Are we supposed to be envious of their “luxurious lifestyle?” Should we feel sorry for them because they’re often home alone, cheated on, or jilted at the altar? What’s their purpose?

In one instance you’ll find some of these women complaining while in another you here them boasting on what they have via who they boned. Yes, I feel so bad for you because you’re whining about the “lifestyle” then three scenes later bragging on the material possessions that same “lifestyle” affords you.

It’s bullshit like that that has me smiling at a homeless man spending his donations on Jack Daniels over Jack in the Box a lot faster than I do at any point during this show. It’s really hard to have empathy for the obnoxious.

Then again, I do feel a little bad about this woman’s face being cracked by Big Gums McGraw. I love how he told his wife “I’m not selfish” but then proceed to explain exactly he’s a selfish jackass. So this character, Jennifer Williams, married an inarticulate, disrespectful, gum-heavy man who won’t hesitate to play her on national television.

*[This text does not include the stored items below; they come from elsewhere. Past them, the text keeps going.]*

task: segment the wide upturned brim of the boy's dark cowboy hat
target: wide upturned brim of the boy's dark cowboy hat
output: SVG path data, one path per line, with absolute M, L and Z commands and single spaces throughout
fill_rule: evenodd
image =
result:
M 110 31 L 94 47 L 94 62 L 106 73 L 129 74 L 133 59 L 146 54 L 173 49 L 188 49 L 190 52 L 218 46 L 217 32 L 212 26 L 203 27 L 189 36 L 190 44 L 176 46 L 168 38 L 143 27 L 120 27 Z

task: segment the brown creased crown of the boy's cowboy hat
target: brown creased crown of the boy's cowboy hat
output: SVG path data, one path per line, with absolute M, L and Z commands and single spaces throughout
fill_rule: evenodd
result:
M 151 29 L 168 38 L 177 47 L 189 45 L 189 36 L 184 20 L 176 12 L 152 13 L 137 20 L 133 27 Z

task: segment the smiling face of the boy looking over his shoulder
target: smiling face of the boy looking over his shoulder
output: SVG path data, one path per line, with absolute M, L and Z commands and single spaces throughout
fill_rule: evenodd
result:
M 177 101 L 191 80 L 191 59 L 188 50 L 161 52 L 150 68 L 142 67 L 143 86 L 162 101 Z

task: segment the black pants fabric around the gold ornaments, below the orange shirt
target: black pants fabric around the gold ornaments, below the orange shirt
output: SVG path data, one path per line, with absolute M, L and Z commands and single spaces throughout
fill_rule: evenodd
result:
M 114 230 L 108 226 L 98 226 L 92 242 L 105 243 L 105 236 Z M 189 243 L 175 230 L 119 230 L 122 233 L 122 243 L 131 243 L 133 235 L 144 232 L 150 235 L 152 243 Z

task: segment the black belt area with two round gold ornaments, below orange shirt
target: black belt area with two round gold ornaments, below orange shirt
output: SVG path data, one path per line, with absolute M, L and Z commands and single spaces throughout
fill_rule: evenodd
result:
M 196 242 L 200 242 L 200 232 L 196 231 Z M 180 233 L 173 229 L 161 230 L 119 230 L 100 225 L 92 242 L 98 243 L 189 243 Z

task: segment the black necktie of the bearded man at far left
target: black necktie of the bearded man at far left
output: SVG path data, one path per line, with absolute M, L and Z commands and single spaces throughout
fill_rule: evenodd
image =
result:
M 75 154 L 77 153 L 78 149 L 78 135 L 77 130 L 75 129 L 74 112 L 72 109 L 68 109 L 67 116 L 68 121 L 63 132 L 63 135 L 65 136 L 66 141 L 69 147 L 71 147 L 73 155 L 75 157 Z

But she eats at the best restaurants, flies first class, and doesn’t want for anything so I doubt this will sad little scene will stop folks from staking out the next NBA draft for prey. Or from Jennifer filing for divorce. That is, unless she can get around that pre-nup she likely signed.

On top of cheating athletes and the credit cards they use to pacify their women with, you see some of those very women pop around on this show with some eerie false sense of entitlement. Or acting curiously sanctimonious like Evelyn Lozada. I saw the episode where she scolded Royce Reed’s naive self for p-popping on stage and how it made her “uncomfortable” because her teenage daughter was around.

I wonder how comfortable that teenage daughter now feels about her mom’s breasts splattered all over the home page of The YBF.

As for Royce Reed, oh bless her heart. And don’t even think to ask: Of course I wanted you to read that in your head with the oldest black woman’s voice you can think of. She sure does “thrust her vagina” all over the place. What a pity that she’s not collecting any tips for it, though.

There’s that other one, too. Uh, the one who thinks her man doesn’t cheat and that her life is perfect. You would think with her sister rumored to be smashing her TV bosses ex-husband she’d have a clue. But some people like to pretend Santa Clause is real forever.

I actually like Shaunie O’Neal and I salute her in cashing those post-Shaq checks, but I’m not sure I can take Basketball Wives Madams, Mamas, and Maybes much longer.

If these ball players aren’t going to put a ring on it, can the producers at least wrap a better storyline around it?